Hoje estou animada, farei a primeira reunião no clubinho de leitura. Consegui juntar oito crianças da idade de Valentim. Ele não sabe que tudo gira em torno dele, e foi difícil convencê-lo a participar. Acho que o fato de eu ter me descuidado com a lista de integrantes, para que ele pudesse saber que a Marina estaria presente, ajudou muito na decisão dele.
Desço do carro no estacionamento, caminho rápido em direção ao portão e trombo em alguém que vem na direção oposta. Mãos enormes seguram meus ombros, sustentando meu corpo. Quando olho para cima, dou de cara com a expressão surpresa de Gaspar. Seus olhos azuis vorazes parecem mais claros e menos inofensivos.
— Dona Flora. Bão dia. — Solta meus ombros e se afasta um passo.
— Ah... bom dia, Gaspar. — Meu coração salta sem explicação. Rever esse homem de repente faz meu corpo se manifestar estranhamente. Ajeito algumas mechas de cabelo atrás da orelha. — Veio deixar o Micael?
— Sim. É pequenininho, gosto de levar até o portão.
— Faz certo. — Sorrio, simpática, mas desconfortável; sou só eu que estou sentindo essa tensão louca? — Ah... o clubinho do Valentim começa hoje... quer dizer, a primeira reunião.
— O sapeca não me disse nada. Torço para que dê certo.
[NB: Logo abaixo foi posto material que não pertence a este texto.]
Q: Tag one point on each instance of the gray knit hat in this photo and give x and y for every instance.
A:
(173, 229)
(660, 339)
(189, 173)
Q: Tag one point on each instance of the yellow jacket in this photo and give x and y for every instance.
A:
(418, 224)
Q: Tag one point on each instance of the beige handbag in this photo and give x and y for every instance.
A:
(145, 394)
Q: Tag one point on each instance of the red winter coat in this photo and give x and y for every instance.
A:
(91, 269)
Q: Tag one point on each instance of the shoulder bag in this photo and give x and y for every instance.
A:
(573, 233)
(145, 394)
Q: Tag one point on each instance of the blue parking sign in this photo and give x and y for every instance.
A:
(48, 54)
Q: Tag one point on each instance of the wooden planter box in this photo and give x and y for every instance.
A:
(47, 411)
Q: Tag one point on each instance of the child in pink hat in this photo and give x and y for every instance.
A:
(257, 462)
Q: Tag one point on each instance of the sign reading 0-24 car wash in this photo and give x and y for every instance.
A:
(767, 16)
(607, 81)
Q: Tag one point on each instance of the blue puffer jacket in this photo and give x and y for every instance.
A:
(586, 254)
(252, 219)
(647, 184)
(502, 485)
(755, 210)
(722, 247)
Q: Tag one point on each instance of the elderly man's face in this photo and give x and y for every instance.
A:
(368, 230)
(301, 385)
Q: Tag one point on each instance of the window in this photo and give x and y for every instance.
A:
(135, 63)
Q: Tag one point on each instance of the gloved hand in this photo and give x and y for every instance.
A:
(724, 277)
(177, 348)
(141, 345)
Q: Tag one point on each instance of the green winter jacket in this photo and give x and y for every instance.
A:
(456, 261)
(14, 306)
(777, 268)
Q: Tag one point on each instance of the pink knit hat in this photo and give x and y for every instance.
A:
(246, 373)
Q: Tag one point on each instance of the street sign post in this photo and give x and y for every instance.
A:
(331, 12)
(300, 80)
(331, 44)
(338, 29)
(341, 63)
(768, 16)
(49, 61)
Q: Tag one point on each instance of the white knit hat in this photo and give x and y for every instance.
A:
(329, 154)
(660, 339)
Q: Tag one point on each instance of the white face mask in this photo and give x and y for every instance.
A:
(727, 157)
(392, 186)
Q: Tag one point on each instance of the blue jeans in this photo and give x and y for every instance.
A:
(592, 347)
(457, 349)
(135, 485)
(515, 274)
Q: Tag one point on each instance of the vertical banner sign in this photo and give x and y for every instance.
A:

— Vai dar, sim. Preciso ir agora.
— Até qualquer hora. — Acena para mim e caminha rápido em direção à caminhonete. Sopro, tentando diminuir a temperatura do meu corpo. Gaspar me faz ferver com um olhar. Empertigo o corpo e entro na escola.
A primeira reunião do clubinho acontecerá durante o intervalo, para que as crianças não percam aula. E como hoje é só a introdução, será rápido. Depois, funcionará como aula extracurricular, penso em marcar no contraturno, para que possam se conhecer e interagir entre si. A motivação principal desse clube é possibilitar que Valentim tenha interações com outras crianças.
Às nove em ponto estou na biblioteca esperando os alunos convidados. Eu fiz parecer algo bem exclusivo, para que pudesse convencê-los. Até convite em cartolina branca eu montei.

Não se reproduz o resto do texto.